After ruminating about all of this further, it seems to me it would help if people would stop using the term “real Cruiser” as vague shorthand for extensive personal résumés. For example, maybe you have mastered celestial navigation, or you have accomplished great feats of sail handling during oceanic passages. Those things are wonderful accomplishments, but they should not be used to define what a real Cruiser is or is not.

Make no mistake; I am not advocating that amazing skills should go unrecognized or unappreciated. I greatly respect and congratulate those with seamanship skills far superior to mine, and rightly so. What I am saying, however, is that no level of achievement, however great, entitles anyone to belittle others out here facing the same seas with lesser skills. Green as they may be, they had the guts to come out here and they are surely real Cruisers too.
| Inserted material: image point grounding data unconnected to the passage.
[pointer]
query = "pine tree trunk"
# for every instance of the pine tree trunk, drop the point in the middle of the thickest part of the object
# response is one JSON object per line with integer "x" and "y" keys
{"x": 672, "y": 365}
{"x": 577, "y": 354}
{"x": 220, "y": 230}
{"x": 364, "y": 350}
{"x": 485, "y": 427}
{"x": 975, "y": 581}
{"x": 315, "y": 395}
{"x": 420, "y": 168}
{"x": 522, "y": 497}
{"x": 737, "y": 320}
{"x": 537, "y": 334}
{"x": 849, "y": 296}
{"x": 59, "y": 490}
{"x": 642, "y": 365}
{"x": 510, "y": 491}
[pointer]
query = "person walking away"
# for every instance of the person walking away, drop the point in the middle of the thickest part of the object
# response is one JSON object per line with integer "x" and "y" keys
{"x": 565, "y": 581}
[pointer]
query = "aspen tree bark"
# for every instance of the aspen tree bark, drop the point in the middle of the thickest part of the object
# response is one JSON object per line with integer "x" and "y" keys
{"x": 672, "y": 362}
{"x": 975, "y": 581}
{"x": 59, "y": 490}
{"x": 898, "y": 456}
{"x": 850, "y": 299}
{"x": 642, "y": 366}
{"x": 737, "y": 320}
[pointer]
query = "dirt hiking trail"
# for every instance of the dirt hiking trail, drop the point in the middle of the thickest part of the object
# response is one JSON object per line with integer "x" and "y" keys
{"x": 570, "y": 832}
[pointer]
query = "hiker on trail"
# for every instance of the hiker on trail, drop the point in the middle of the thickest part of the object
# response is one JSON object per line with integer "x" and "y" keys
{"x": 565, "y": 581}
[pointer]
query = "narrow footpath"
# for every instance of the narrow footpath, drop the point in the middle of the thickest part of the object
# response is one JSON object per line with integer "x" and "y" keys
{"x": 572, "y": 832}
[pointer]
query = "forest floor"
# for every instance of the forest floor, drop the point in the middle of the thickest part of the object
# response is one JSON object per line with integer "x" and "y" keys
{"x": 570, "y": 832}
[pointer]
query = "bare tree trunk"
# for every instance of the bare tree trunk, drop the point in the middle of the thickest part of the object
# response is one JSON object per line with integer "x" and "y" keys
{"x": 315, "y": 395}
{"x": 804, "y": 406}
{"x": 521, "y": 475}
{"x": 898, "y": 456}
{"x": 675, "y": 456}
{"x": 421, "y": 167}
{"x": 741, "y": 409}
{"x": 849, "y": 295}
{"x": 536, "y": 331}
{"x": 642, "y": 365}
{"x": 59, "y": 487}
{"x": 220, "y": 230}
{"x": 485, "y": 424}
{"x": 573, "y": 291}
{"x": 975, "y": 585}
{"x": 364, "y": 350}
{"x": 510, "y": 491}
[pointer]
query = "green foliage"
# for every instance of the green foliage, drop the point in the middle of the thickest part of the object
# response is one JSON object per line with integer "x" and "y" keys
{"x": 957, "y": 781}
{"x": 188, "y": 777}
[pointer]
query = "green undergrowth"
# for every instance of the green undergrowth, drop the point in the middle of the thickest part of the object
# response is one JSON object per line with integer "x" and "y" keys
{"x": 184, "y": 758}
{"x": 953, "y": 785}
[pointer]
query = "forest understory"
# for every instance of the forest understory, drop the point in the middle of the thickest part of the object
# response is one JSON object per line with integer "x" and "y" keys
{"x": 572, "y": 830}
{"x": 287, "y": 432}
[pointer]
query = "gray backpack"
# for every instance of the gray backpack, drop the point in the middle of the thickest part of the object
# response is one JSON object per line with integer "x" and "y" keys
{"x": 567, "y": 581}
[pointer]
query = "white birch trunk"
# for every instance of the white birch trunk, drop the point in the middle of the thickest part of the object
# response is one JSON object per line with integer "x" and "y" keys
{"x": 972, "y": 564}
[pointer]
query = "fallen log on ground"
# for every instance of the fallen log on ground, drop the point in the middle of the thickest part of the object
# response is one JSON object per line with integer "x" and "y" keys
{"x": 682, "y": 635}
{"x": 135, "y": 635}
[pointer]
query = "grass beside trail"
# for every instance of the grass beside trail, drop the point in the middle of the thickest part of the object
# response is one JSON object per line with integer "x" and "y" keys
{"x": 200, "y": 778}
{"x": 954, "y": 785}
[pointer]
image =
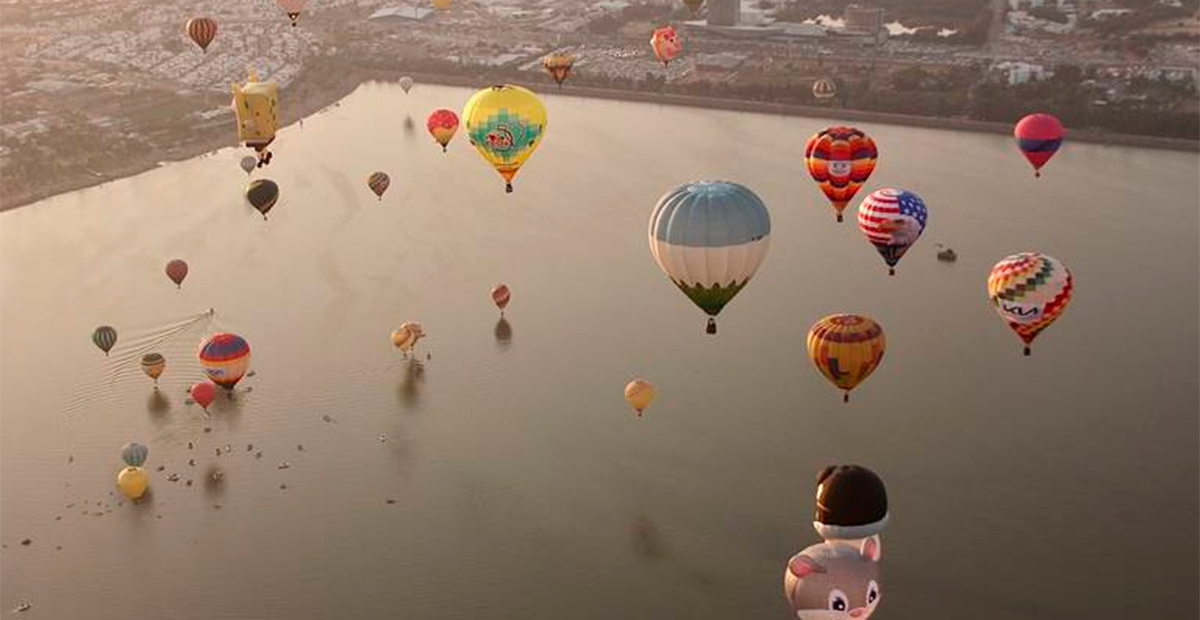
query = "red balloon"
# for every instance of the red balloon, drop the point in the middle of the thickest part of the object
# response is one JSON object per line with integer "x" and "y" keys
{"x": 203, "y": 393}
{"x": 177, "y": 270}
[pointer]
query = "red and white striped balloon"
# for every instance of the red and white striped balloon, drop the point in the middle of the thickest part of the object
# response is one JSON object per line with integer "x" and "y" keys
{"x": 202, "y": 30}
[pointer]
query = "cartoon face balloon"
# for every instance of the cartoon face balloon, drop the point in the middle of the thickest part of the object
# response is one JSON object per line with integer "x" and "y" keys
{"x": 834, "y": 581}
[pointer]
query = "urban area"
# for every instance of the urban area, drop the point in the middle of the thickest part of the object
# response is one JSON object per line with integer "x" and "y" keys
{"x": 96, "y": 89}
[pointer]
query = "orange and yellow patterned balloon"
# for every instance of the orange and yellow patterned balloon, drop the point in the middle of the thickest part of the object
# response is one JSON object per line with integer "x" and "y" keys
{"x": 840, "y": 160}
{"x": 846, "y": 348}
{"x": 1030, "y": 290}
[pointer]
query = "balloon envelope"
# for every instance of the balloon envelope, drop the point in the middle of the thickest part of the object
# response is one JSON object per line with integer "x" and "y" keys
{"x": 262, "y": 194}
{"x": 840, "y": 160}
{"x": 105, "y": 337}
{"x": 709, "y": 238}
{"x": 442, "y": 124}
{"x": 1030, "y": 290}
{"x": 665, "y": 43}
{"x": 202, "y": 30}
{"x": 154, "y": 363}
{"x": 892, "y": 220}
{"x": 378, "y": 182}
{"x": 133, "y": 482}
{"x": 225, "y": 359}
{"x": 1038, "y": 136}
{"x": 135, "y": 455}
{"x": 505, "y": 124}
{"x": 203, "y": 393}
{"x": 639, "y": 393}
{"x": 501, "y": 295}
{"x": 846, "y": 349}
{"x": 177, "y": 270}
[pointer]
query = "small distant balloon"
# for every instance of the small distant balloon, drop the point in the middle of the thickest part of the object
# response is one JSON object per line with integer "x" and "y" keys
{"x": 501, "y": 296}
{"x": 639, "y": 393}
{"x": 202, "y": 30}
{"x": 154, "y": 363}
{"x": 262, "y": 194}
{"x": 105, "y": 337}
{"x": 666, "y": 44}
{"x": 133, "y": 482}
{"x": 378, "y": 184}
{"x": 442, "y": 124}
{"x": 203, "y": 393}
{"x": 177, "y": 270}
{"x": 1039, "y": 136}
{"x": 135, "y": 455}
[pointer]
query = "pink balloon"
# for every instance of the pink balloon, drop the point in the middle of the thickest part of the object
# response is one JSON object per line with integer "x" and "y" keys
{"x": 203, "y": 393}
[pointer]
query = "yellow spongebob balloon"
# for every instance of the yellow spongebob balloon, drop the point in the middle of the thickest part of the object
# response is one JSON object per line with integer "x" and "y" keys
{"x": 505, "y": 124}
{"x": 256, "y": 103}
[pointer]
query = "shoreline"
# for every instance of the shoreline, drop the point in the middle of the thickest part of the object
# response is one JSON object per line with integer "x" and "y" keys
{"x": 309, "y": 96}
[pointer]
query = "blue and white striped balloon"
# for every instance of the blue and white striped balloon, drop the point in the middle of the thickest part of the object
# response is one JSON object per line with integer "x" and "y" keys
{"x": 709, "y": 238}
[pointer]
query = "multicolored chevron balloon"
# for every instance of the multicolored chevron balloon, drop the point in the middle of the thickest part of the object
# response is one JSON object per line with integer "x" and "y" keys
{"x": 1030, "y": 290}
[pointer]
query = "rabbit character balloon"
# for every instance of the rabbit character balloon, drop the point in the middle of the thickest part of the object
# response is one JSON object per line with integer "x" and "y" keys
{"x": 834, "y": 582}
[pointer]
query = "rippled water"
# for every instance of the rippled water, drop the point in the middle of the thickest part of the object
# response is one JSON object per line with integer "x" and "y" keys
{"x": 1057, "y": 486}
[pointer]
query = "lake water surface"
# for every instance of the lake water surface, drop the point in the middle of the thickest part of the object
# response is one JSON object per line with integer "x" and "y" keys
{"x": 1063, "y": 485}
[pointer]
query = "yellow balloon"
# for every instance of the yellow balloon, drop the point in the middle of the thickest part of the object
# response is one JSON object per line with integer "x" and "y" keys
{"x": 505, "y": 124}
{"x": 639, "y": 395}
{"x": 133, "y": 482}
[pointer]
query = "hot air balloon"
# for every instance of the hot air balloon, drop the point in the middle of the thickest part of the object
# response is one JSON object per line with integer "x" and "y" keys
{"x": 1038, "y": 136}
{"x": 558, "y": 66}
{"x": 225, "y": 359}
{"x": 293, "y": 8}
{"x": 378, "y": 184}
{"x": 846, "y": 348}
{"x": 639, "y": 393}
{"x": 256, "y": 106}
{"x": 892, "y": 221}
{"x": 203, "y": 393}
{"x": 154, "y": 363}
{"x": 505, "y": 124}
{"x": 202, "y": 30}
{"x": 262, "y": 194}
{"x": 132, "y": 481}
{"x": 406, "y": 336}
{"x": 840, "y": 160}
{"x": 1030, "y": 290}
{"x": 105, "y": 337}
{"x": 177, "y": 270}
{"x": 442, "y": 125}
{"x": 666, "y": 44}
{"x": 825, "y": 89}
{"x": 135, "y": 455}
{"x": 709, "y": 239}
{"x": 501, "y": 296}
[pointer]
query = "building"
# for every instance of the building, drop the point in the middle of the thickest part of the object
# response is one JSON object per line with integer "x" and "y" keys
{"x": 724, "y": 12}
{"x": 863, "y": 20}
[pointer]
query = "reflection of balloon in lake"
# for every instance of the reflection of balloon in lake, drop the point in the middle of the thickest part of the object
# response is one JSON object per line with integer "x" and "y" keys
{"x": 503, "y": 332}
{"x": 646, "y": 537}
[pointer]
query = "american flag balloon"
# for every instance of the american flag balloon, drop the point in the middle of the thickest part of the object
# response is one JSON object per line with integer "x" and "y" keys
{"x": 893, "y": 221}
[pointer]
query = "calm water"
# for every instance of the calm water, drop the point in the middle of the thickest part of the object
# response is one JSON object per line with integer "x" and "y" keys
{"x": 1057, "y": 486}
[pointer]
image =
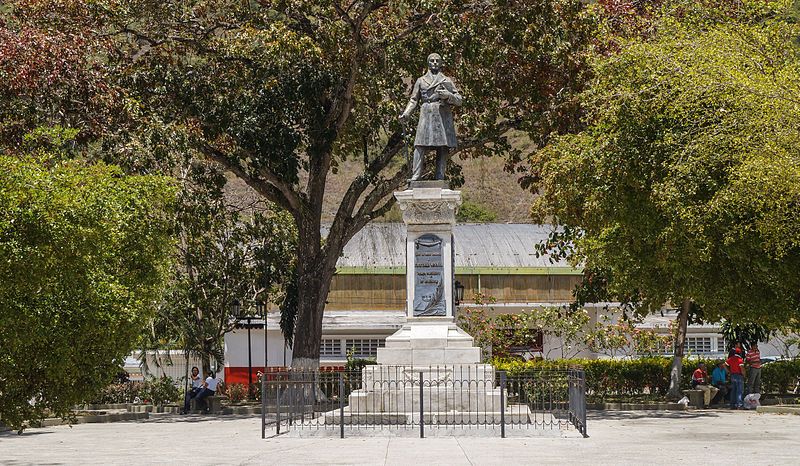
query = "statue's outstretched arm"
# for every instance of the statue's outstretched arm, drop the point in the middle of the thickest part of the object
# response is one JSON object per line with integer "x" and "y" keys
{"x": 454, "y": 98}
{"x": 412, "y": 102}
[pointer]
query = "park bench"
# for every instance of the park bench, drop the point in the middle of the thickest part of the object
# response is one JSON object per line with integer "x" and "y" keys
{"x": 695, "y": 397}
{"x": 214, "y": 404}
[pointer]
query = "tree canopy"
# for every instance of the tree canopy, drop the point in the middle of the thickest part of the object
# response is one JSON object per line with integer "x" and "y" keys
{"x": 84, "y": 253}
{"x": 686, "y": 181}
{"x": 684, "y": 186}
{"x": 280, "y": 92}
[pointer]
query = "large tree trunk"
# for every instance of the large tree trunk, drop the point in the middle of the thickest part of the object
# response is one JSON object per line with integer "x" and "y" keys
{"x": 674, "y": 392}
{"x": 316, "y": 267}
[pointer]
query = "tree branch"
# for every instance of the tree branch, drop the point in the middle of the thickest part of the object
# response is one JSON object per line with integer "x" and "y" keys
{"x": 273, "y": 188}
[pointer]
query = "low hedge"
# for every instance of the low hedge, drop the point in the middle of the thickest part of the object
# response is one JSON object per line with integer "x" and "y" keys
{"x": 156, "y": 391}
{"x": 607, "y": 378}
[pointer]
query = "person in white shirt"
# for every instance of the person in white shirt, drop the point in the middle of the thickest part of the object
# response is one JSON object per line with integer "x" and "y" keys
{"x": 209, "y": 388}
{"x": 197, "y": 386}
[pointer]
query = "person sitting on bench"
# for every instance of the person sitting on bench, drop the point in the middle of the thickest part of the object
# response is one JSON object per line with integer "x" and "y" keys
{"x": 209, "y": 388}
{"x": 700, "y": 381}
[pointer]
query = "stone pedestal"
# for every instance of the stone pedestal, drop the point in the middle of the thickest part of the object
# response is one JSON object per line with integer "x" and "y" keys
{"x": 430, "y": 351}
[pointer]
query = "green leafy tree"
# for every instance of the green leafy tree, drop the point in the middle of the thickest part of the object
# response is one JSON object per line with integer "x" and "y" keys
{"x": 225, "y": 254}
{"x": 280, "y": 92}
{"x": 84, "y": 254}
{"x": 683, "y": 188}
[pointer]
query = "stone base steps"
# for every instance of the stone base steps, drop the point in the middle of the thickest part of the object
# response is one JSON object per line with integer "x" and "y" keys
{"x": 515, "y": 414}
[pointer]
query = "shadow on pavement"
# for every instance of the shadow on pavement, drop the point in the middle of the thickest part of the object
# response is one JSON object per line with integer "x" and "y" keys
{"x": 205, "y": 418}
{"x": 25, "y": 433}
{"x": 620, "y": 415}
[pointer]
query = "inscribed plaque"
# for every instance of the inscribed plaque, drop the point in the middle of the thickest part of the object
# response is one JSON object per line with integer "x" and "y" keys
{"x": 429, "y": 298}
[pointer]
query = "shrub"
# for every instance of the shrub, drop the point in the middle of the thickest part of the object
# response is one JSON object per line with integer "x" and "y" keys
{"x": 160, "y": 391}
{"x": 606, "y": 378}
{"x": 237, "y": 392}
{"x": 780, "y": 377}
{"x": 127, "y": 392}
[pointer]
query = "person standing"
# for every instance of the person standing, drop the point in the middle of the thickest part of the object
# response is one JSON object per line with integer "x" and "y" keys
{"x": 700, "y": 382}
{"x": 753, "y": 359}
{"x": 719, "y": 379}
{"x": 197, "y": 386}
{"x": 437, "y": 95}
{"x": 209, "y": 388}
{"x": 736, "y": 365}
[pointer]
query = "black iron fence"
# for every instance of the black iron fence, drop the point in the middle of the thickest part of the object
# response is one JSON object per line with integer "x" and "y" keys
{"x": 416, "y": 399}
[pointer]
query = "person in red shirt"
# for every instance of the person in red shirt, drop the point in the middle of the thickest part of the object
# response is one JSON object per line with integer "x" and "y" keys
{"x": 753, "y": 359}
{"x": 700, "y": 381}
{"x": 736, "y": 365}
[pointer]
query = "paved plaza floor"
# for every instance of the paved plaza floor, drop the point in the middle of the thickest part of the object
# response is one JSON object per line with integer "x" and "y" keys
{"x": 705, "y": 437}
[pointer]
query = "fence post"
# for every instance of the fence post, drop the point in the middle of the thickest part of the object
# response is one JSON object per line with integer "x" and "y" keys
{"x": 278, "y": 409}
{"x": 341, "y": 405}
{"x": 264, "y": 404}
{"x": 582, "y": 385}
{"x": 421, "y": 408}
{"x": 502, "y": 404}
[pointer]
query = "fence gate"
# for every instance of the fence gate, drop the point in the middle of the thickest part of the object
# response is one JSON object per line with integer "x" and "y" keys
{"x": 445, "y": 398}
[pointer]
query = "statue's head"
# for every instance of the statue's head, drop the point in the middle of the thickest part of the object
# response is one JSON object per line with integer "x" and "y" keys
{"x": 434, "y": 62}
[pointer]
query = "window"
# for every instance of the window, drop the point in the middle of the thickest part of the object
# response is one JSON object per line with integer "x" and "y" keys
{"x": 331, "y": 348}
{"x": 698, "y": 345}
{"x": 337, "y": 348}
{"x": 364, "y": 347}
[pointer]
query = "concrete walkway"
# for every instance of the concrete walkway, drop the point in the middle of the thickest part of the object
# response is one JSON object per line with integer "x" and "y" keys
{"x": 704, "y": 437}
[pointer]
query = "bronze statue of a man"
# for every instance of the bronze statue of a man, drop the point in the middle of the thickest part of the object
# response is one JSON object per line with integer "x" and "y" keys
{"x": 435, "y": 130}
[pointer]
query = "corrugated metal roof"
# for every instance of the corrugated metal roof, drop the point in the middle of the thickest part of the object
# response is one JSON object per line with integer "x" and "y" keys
{"x": 487, "y": 245}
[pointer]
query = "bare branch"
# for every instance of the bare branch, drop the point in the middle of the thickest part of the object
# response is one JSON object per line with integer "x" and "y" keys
{"x": 272, "y": 187}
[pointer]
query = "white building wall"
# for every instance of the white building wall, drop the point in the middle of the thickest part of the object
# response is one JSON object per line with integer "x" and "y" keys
{"x": 236, "y": 348}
All the same, I am still searching for the perfect general definition of “Cruiser” fashioned by Cruisers for Cruisers. If you would like to submit a “Real Cruiser” definition, or learn more about me and my adventures, see my website www.indigomoon.us.

Finally, many thanks to all of you who have appeared in Caribbean Compass and risked sharing your strongly-worded opinions with all of us over the years, despite a guaranteed date with destiny at the hands of next month’s “firing-squad!”

By the way, could somebody please loan me a cigarette and a blindfold?

 

Buddy Stockwell and his wife, Melissa, are cruising the Caribbean aboard S/V Indigo Moon.